School’s Out! Ninth Circuit Holds Prior Salary of Teachers Can Justify Pay Differentials

As schools across the country prepare for summer break, the Ninth Circuit overturned a lower court decision against the Fresno County public school district which had found that its pay practices were unlawful. Notably, the Ninth Circuit held that an employer may rely on prior salary as an affirmative defense to claims under the federal Equal Pay Act (“EPA”) if “it show[s] that the factor ‘effectuate[s] some business policy’ and that the employer ‘use[s] the factor reasonably in light of the employer’s stated purpose as well as other practices.’”

In the case, plaintiff Aileen Rizo was employed as a math consultant with the in the school district. In 2012, she learned that a recently hired male math consultant was hired at a higher salary level than her.  She later discovered that the other male math consultants were also paid more than her.  When she complained to the County, it explained that all starting salaries were determined by the person’s most recent prior salary plus an automatic five percent increase.

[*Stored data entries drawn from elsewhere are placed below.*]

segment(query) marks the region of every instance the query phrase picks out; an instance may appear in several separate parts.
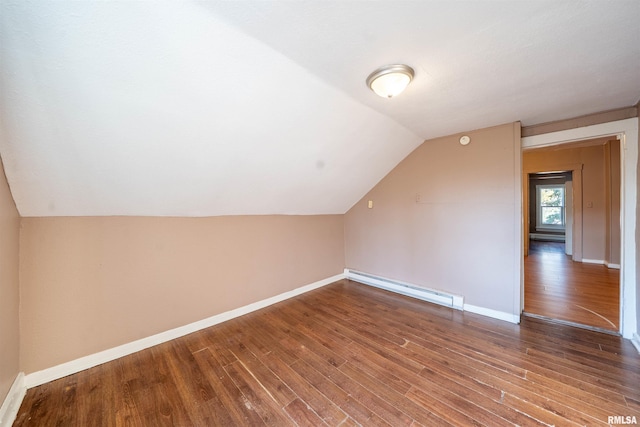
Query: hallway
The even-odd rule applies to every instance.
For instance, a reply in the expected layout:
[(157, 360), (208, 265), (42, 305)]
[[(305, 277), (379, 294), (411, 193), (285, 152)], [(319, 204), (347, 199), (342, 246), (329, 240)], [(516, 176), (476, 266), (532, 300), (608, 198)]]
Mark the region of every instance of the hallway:
[(524, 260), (525, 314), (620, 330), (620, 270), (573, 262), (564, 243), (531, 241)]

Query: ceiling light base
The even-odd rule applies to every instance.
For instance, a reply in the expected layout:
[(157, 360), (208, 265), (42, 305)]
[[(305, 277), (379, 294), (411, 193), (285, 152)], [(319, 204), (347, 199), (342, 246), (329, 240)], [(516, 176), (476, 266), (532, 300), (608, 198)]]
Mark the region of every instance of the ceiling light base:
[(369, 74), (367, 86), (383, 98), (393, 98), (406, 89), (413, 76), (413, 68), (408, 65), (385, 65)]

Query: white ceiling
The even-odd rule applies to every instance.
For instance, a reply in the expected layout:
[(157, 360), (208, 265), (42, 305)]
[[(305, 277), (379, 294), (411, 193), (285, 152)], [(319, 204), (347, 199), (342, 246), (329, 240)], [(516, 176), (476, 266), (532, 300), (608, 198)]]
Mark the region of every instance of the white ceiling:
[[(640, 2), (0, 2), (23, 216), (344, 213), (422, 140), (640, 99)], [(416, 71), (386, 100), (380, 65)]]

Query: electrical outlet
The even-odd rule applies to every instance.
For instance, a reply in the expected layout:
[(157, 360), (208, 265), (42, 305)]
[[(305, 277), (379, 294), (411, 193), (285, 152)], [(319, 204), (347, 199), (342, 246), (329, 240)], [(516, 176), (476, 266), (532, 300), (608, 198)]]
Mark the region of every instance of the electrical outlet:
[(373, 200), (369, 200), (369, 203), (367, 204), (369, 209), (373, 209)]
[(416, 203), (422, 203), (422, 194), (416, 194)]

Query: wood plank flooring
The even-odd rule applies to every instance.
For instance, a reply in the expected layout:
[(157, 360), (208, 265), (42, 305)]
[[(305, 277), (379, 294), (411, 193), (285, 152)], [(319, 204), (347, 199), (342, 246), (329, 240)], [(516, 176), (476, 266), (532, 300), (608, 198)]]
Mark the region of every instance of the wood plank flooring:
[(513, 325), (347, 280), (30, 389), (15, 426), (640, 422), (617, 336)]
[(531, 242), (524, 290), (527, 313), (620, 330), (620, 270), (573, 262), (564, 243)]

Rizo alleged the policy constituted sex discrimination under the EPA, Title VII of the Civil Rights Act of 1964, and the California Fair Employment and Housing Act. While the County conceded that Rizo was in fact paid less than a male doing the same job,  it moved for summary judgment on the grounds that the pay differential was based on one of the affirmative defenses under the EPA,  a “factor other than sex,” i.e., her prior salary.  The County asserted four business reasons for following the standard operating procedure that relied on prior pay: (1) it was objective; (2) it encouraged candidates to leave their current jobs for employment with the County; (3) it prevented favoritism and encouraged consistency in its application; and (4) it was a “judicious use of taxpayer dollars.”  In denying the motion, though, the district court determined that prior pay does not qualify as a factor other than sex under the EPA because it perpetuates a discriminatory wage disparity between men and women.

On appeal, the Ninth Circuit reaffirmed its previous 1982 decision, Kouba v. Allstate, and held that an employer may rely on prior salary if “it showed that the factor ‘effectuate[s] some business policy’ and that the employer ‘use[s] the factor reasonably in light of the employer’s stated purpose as well as other practices.’”  As a result, the Ninth Circuit vacated the district court’s decision and remanded it for further proceedings.  In doing so, the Ninth Circuit emphasized that the employer bears the burden of persuasion when it comes to justifying a pay differential under one of the EPA’s four affirmative defenses.  Further, the Court explained that in order to establish a “factor other than sex” defense, an employer must persuade the factfinder that (1) its stated factor actually caused the pay differential; (2) its stated factor effectuates some business policy; and (3) it used the factor reasonably in light of its stated purpose and its other practices.  The Ninth Circuit also reiterated that while claims under the EPA do not require proof of discriminatory motive, a plaintiff may introduce evidence of pretext to rebut the employer’s affirmative defense.

The decision appears to conflict with rulings in other circuit courts of appeal that have rejected the use of prior pay as a defense to claims under the EPA. The Fifth, Tenth and Eleventh Circuits have rejected reliance on prior pay alone as a valid defense to an EPA claim. The Seventh and Eighth circuits have taken a position similar to that of the Ninth Circuit. The issue may be now be ripe for Supreme Court review.

In response to the decision, U.S. Rep. Eleanor Holmes Norton (D-D.C.) has introduced a bill known as the Pay Equity for All Act that would prohibit employers from using salary history in setting on-hire pay. The Act would also make it illegal for an employer to take adverse action against an employee or applicant who complains about being asked salary history questions.  Massachusetts, California, Philadelphia, and New York City have enacted similar legislation.

The case is Aileen Rizo v. Jim Yovino, case number 16-15372, in the U.S. Court of Appeals for the Ninth Circuit.